The Supreme Court decision has highlighted differing strategies within the anti-choice community. Americans United for Life has pushed copycat provisions like the two that were struck down in Texas to require admitting privileges and surgery center standards under the guise of promoting women’s health. National Right to Life, on the other hand, says it’s focused on boilerplate legislation that “makes the baby visible,” in an attempt to appeal to Supreme Court Justice Anthony Kennedy, who cast a key vote to uphold a “partial-birth abortion” ban in 2007.

When asked by Rewire about the effect of the Texas Supreme Court case, James Bopp, general counsel for the National Right to Life Committee, appeared to criticize the AUL strategy in Texas. (Bopp is, among other things, the legal brain behind Citizens United, the Supreme Court decision that opened the floodgates for corporate spending on elections.)

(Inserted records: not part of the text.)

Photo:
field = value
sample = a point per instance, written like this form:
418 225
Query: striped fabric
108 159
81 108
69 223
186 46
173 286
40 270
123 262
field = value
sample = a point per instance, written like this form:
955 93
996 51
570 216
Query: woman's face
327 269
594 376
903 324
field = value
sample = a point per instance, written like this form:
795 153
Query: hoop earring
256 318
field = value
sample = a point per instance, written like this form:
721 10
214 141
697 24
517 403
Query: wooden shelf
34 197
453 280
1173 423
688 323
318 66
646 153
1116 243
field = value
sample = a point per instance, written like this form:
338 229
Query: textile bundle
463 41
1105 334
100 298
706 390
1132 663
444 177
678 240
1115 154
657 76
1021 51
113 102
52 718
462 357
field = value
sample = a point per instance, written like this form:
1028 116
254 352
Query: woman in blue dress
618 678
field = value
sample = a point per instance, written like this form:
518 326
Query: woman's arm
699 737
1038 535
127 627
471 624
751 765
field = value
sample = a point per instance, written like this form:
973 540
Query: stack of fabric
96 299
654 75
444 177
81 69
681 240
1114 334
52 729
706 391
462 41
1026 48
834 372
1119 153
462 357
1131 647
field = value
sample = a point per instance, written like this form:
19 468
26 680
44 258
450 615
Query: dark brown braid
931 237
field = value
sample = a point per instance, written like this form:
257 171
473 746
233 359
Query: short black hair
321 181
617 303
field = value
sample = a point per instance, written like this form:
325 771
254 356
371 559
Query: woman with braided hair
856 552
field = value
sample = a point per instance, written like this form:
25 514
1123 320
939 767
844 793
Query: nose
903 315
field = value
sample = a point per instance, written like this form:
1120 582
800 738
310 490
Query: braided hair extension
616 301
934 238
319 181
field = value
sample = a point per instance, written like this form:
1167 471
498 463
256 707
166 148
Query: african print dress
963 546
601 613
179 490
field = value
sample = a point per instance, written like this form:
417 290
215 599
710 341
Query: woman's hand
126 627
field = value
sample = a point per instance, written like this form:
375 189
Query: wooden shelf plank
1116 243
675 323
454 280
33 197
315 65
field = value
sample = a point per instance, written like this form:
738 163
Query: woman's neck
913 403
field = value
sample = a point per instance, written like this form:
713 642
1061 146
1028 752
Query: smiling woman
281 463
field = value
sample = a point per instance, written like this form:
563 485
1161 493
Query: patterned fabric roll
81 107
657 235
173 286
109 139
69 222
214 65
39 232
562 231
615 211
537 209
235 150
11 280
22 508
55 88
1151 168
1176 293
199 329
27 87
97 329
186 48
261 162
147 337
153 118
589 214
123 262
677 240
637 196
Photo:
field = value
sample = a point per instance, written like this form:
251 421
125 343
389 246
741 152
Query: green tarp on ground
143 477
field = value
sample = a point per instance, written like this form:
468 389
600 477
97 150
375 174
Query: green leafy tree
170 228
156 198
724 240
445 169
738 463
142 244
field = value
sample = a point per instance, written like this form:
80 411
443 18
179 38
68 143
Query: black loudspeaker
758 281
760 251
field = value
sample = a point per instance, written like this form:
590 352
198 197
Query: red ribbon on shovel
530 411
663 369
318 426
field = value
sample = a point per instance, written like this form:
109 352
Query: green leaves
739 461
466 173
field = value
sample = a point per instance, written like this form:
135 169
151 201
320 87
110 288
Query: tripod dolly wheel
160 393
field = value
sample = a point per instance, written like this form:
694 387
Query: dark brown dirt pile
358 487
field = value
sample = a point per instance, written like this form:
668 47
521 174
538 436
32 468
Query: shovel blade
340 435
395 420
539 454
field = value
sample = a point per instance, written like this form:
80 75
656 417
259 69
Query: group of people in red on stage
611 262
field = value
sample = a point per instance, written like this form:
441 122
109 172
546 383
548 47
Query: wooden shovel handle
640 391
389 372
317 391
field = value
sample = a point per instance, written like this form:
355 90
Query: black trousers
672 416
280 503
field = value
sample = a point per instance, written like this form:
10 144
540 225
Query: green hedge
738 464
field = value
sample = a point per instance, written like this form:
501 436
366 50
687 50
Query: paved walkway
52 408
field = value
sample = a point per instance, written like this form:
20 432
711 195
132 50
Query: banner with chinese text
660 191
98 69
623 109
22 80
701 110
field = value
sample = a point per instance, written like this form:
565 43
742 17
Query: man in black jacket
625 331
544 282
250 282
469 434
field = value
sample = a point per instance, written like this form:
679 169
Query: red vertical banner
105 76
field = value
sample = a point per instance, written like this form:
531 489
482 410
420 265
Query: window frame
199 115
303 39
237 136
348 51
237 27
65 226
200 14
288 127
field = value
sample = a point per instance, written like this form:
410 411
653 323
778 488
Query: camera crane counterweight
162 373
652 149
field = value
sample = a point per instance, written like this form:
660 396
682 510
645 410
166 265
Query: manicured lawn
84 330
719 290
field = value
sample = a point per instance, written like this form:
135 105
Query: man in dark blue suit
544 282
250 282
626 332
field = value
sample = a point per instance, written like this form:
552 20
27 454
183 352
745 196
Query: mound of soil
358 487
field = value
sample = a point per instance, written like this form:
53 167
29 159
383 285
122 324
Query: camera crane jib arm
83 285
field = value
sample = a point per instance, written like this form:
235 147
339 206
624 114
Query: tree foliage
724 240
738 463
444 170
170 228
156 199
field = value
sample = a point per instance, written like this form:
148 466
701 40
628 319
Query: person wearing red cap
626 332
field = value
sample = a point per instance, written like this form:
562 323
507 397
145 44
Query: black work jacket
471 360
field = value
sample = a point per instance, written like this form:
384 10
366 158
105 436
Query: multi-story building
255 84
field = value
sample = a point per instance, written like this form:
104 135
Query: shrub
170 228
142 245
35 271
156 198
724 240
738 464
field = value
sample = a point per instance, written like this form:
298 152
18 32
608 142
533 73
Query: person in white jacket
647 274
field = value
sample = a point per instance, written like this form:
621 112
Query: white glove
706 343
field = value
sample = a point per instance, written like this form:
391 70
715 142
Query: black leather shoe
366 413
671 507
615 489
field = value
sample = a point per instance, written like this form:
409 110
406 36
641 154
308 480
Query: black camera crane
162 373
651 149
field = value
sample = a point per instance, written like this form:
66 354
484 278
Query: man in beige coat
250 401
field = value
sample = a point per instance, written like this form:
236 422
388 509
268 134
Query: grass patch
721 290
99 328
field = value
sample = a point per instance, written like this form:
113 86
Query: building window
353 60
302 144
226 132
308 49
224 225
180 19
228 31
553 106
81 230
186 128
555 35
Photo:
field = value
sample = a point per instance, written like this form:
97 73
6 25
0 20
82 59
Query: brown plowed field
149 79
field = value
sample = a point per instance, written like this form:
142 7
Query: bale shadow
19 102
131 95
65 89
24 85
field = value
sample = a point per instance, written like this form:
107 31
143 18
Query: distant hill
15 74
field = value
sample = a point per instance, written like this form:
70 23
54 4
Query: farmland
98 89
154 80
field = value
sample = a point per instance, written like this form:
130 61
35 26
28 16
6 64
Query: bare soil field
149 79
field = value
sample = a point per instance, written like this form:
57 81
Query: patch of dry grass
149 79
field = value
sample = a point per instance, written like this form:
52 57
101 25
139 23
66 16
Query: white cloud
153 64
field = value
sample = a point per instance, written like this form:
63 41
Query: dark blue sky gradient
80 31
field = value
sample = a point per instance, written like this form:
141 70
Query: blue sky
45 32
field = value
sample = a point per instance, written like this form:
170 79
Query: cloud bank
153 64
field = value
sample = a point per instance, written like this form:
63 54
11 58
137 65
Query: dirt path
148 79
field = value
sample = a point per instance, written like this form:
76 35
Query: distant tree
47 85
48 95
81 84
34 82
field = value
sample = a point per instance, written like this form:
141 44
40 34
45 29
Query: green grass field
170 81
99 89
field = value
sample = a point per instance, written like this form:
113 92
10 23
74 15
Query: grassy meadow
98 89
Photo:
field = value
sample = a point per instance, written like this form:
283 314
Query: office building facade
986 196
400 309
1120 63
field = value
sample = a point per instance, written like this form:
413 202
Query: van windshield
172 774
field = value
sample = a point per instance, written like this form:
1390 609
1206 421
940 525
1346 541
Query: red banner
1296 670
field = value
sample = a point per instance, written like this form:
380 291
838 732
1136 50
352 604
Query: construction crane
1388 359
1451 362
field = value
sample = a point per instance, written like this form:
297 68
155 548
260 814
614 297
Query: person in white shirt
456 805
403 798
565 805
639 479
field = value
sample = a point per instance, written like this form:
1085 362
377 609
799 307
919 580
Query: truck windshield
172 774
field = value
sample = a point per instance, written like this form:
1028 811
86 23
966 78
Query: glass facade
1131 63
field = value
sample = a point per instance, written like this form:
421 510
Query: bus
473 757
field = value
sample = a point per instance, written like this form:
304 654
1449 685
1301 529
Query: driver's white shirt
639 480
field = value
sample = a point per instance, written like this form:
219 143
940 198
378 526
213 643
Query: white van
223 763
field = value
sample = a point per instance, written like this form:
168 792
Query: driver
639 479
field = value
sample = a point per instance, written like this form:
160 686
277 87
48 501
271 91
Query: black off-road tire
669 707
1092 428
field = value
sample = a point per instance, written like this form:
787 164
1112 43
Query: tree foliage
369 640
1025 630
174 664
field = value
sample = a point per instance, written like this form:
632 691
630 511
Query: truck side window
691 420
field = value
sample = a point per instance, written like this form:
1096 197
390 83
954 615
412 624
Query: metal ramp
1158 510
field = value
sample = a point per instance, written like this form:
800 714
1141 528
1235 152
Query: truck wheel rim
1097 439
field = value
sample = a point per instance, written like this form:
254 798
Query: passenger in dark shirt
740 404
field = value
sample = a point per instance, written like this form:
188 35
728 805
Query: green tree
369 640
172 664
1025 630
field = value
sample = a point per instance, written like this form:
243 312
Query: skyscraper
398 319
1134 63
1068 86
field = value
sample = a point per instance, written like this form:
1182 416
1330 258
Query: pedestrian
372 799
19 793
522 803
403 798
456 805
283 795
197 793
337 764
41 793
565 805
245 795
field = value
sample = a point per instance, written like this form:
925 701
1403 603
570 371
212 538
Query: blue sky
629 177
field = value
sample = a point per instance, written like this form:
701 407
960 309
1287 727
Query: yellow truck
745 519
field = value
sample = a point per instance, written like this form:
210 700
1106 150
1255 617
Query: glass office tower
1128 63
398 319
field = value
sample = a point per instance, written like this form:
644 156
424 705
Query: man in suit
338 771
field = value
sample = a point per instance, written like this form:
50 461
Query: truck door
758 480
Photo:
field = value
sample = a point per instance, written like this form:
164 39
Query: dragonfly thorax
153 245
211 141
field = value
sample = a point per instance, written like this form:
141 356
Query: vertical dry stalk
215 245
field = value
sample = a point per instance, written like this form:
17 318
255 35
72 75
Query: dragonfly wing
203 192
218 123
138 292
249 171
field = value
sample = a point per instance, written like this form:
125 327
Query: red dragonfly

“This case was somewhat extreme, in the sense that there were 40 abortion clinics—now this is just corresponding in time, not causation, this is a correlation—there were 40 abortion clinics and after the law, there were six,” Bopp said. “That’s kind of extreme.”

Speaking to an audience of about ten people during a workshop on campaign finance, Bopp said groups seeking to restrict abortion would need to work harder to solidify their evidence. “People will realize … as you pass things that you’re going to have to prove this in court so you better get your evidence together and get ready to present it, rather than just assuming that you don’t have to do that which was the assumption in Texas,” he said. “They changed that standard. It changed. So you’ve gotta prove it. Well, we’ll get ready to prove it.”